Supongo que la frase llegó a la llaga lo bastante como para que me lo viera en la cara, porque palideció:

– Lo siento -dijo-. Matt, lo siento.

– ¿El qué?

– Estaba solo…, ya sabes, haciéndome la lista.

– La verdad amarga. -Me puse de pie-. Mañana será otro día. Cosas que pasan.

– No te vayas.

– Me tomé el café y la compañía y gracias por ambos. Ahora será mejor que me vaya a casa.

Estaba negando con la cabeza.

– Pasa la noche.

– Ya te lo dije antes, Trina…

– Ya lo sé. De hecho yo tampoco tengo muchas ganas de follar. Pero de verdad que realmente no quiero dormir sola.

– No sé si puedo dormir.

– Entonces abrázame hasta que me duerma yo, por favor, amor.

Nos acostamos juntos y nos abrazamos. Quizás el bourbon finalmente funcionó, o quizás estaba más exhausto de lo que pensaba, pero me dormí así, abrazándola.

Capítulo 14

Me desperté con la cabeza estremeciéndose y un sabor a hígado en el fondo de la garganta. Una nota en su almohada me avisó de que me sirviera el desayuno. El único desayuno al que podía hacer frente estaba dentro de una botella de Harper's y me serví; y, junto con dos aspirinas de su botiquín y una taza de café malo del ultramarinos de abajo, se pulió un poco mi estado.
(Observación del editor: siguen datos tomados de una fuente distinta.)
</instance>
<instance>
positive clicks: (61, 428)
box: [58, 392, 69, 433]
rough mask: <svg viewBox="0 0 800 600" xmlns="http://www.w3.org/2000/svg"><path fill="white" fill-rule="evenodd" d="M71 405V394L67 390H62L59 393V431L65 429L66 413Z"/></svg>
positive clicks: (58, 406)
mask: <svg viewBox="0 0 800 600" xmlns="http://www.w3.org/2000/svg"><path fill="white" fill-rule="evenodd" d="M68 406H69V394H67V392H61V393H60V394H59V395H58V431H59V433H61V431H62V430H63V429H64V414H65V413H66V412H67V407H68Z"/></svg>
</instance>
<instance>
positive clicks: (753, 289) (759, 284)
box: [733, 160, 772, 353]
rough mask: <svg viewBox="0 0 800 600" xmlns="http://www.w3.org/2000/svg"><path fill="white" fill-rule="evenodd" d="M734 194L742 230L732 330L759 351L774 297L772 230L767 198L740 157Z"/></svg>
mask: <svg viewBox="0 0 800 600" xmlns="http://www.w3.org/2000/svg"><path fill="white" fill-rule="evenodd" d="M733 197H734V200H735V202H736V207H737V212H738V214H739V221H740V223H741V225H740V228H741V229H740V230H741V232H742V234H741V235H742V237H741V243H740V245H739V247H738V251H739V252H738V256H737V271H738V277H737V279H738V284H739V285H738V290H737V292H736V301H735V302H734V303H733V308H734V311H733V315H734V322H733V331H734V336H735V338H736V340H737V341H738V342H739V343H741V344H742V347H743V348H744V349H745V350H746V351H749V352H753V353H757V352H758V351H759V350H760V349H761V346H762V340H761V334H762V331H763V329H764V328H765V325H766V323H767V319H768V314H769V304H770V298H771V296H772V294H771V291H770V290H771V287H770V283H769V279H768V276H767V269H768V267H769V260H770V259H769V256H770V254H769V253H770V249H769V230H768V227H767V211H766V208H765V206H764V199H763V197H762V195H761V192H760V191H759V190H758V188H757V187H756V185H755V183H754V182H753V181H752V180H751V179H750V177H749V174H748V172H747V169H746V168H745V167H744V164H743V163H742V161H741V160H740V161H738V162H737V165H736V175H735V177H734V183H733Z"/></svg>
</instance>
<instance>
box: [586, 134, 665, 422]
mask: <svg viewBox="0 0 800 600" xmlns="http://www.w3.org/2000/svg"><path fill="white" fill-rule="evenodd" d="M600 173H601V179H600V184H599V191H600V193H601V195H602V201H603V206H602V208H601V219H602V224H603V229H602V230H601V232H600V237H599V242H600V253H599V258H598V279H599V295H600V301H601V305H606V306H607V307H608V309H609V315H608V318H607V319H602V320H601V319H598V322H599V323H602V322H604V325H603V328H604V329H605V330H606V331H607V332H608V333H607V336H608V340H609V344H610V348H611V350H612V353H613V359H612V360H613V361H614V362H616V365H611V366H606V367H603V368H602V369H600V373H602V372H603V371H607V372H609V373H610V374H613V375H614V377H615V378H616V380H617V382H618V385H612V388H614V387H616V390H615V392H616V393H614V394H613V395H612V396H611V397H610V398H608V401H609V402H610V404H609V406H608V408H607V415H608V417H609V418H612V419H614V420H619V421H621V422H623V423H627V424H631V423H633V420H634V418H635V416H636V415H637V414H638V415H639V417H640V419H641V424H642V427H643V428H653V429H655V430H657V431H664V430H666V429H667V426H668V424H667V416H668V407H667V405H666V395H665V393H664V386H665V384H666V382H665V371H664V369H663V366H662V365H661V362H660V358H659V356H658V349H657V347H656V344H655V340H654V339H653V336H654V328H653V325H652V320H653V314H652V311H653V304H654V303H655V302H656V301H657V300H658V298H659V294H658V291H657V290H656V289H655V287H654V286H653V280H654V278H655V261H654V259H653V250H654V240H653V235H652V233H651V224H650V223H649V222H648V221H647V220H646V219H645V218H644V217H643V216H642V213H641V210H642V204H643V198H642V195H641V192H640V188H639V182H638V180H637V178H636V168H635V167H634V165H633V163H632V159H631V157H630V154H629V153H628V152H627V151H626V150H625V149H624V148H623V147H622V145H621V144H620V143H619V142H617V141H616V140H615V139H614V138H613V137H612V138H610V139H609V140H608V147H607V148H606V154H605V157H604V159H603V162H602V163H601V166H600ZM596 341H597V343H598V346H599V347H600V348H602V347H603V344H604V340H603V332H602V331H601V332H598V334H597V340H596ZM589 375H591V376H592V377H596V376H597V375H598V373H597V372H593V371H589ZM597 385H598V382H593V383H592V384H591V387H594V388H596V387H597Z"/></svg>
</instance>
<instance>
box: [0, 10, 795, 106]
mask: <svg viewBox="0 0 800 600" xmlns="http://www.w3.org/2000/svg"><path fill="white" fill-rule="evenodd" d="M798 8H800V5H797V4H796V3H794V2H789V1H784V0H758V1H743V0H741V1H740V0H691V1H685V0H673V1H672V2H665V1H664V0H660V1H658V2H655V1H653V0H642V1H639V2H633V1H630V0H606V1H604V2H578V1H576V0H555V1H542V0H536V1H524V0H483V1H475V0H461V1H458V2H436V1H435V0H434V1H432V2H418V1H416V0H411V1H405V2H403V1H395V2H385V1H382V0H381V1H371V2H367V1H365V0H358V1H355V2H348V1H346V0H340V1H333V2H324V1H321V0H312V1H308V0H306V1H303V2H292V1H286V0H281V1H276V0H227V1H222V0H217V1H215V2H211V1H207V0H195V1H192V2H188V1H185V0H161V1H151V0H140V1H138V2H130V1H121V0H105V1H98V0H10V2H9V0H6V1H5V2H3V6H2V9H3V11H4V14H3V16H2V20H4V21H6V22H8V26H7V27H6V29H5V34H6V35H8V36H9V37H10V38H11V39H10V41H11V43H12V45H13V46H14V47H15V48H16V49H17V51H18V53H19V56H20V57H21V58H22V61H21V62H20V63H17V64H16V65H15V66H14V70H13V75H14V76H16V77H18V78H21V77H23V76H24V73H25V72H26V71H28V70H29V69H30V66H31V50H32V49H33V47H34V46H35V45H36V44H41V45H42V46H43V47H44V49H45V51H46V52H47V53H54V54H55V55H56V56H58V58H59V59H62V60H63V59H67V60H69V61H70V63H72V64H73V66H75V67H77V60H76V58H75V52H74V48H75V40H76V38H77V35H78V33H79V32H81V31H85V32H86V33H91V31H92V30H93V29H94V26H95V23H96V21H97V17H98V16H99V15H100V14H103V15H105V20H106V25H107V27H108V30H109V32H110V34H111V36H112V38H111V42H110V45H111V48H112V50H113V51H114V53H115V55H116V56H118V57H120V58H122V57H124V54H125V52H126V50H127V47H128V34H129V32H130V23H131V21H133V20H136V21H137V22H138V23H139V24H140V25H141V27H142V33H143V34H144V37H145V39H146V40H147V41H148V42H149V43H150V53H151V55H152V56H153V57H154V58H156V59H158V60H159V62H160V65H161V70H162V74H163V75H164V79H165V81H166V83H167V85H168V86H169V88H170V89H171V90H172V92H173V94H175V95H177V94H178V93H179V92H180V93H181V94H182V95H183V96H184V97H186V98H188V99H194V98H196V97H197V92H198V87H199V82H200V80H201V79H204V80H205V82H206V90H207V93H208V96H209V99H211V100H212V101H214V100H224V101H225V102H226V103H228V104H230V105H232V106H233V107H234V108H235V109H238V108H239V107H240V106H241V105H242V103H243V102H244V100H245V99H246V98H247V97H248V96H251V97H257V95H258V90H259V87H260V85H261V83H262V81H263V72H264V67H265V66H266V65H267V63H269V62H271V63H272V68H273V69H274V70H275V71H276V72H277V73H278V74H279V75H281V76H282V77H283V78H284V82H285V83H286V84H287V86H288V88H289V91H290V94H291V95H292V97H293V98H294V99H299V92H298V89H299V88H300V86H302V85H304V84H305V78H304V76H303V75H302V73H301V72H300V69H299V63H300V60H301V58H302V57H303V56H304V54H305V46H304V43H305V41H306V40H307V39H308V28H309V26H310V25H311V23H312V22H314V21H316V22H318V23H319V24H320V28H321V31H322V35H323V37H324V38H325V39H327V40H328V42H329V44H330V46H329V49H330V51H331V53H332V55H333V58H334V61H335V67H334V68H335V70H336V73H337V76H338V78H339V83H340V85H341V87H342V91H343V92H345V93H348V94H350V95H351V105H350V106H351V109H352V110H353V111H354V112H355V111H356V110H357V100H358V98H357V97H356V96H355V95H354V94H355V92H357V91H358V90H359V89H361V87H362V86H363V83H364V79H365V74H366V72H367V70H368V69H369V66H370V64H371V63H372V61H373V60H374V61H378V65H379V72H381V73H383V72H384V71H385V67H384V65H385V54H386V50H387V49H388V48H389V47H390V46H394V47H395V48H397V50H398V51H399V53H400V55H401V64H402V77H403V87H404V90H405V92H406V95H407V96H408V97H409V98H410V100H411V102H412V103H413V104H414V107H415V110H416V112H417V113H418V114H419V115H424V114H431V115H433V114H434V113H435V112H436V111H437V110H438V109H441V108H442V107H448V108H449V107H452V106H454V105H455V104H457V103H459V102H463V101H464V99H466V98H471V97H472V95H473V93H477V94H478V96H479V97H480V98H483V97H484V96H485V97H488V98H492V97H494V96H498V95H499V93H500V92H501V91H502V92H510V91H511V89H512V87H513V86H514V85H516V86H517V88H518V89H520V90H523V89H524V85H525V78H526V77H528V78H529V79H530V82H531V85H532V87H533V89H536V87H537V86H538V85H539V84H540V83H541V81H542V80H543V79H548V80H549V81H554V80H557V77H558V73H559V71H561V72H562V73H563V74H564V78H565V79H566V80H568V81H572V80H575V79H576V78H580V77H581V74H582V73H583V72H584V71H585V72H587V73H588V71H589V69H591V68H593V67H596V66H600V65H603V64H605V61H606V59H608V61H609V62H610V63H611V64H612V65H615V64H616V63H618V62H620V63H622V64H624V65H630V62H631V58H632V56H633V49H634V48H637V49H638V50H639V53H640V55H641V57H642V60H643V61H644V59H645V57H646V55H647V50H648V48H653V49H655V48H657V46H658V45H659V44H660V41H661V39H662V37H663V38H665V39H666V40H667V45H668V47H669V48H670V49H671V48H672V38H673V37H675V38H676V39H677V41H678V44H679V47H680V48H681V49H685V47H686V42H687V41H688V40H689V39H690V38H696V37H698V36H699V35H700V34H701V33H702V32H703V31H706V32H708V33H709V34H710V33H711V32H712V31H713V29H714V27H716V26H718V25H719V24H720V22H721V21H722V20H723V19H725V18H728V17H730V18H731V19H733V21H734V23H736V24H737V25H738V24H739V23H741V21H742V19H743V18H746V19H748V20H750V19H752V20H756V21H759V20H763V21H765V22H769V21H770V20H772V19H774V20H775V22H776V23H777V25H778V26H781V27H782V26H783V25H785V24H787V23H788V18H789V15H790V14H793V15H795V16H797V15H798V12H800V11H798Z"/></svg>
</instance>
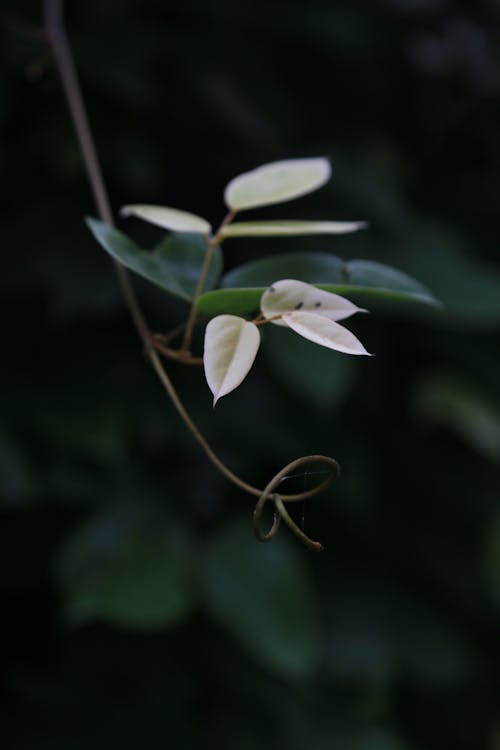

El tiempo estaba bueno y la contaminación del aire era más leve de lo normal. Incluso podías ver el cielo. Me dirigí al hotel, comprando un periódico por el camino. Casi era mediodía. No duermo tanto normalmente.

Tendría que llamarles, a Beverly Ethridge y Theodore Huysendahl. Tenía que avisarles de que ya no estaban en el anzuelo, y que de hecho nunca los había tenido cogidos. Me preguntaba cuáles serían sus reacciones. Probablemente una combinación de alivio y algo de indignación por haber sido engañados. Pues ése sería su problema. Tenía bastante con los míos.

Evidentemente tendría que verlos en persona. No lo podía hacer por teléfono. No me hacía ilusión hacerlo, pero sí que tenía ganas de dejarlo atrás. Dos breves llamadas y dos breves encuentros y nunca tendría que volver a ver a ninguno de los dos jamás.

Paré en la recepción. No había correo para mí, pero sí que había un mensaje telefónico. Había llamado la señorita Stacy Prager. Había un número a donde tenía que llamarla cuanto antes. Era el número que yo había marcado desde el Lion's Head.

En mi habitación hojeé el Times. Prager estaba en la página necrológica bajo un título a dos columnas. Sólo su obituario, con una declaración de que había muerto, al parecer, de un disparo que se había inferido a sí mismo. Sí que lo parecía. No me mencionaron en el artículo. Pensaba que quizás hubiera sido así como su hija había conseguido mi nombre. Entonces leí el mensaje de nuevo. Había llamado sobre las nueve de la noche anterior y la primera edición del Times no llegaba a la calle antes de las once o doce.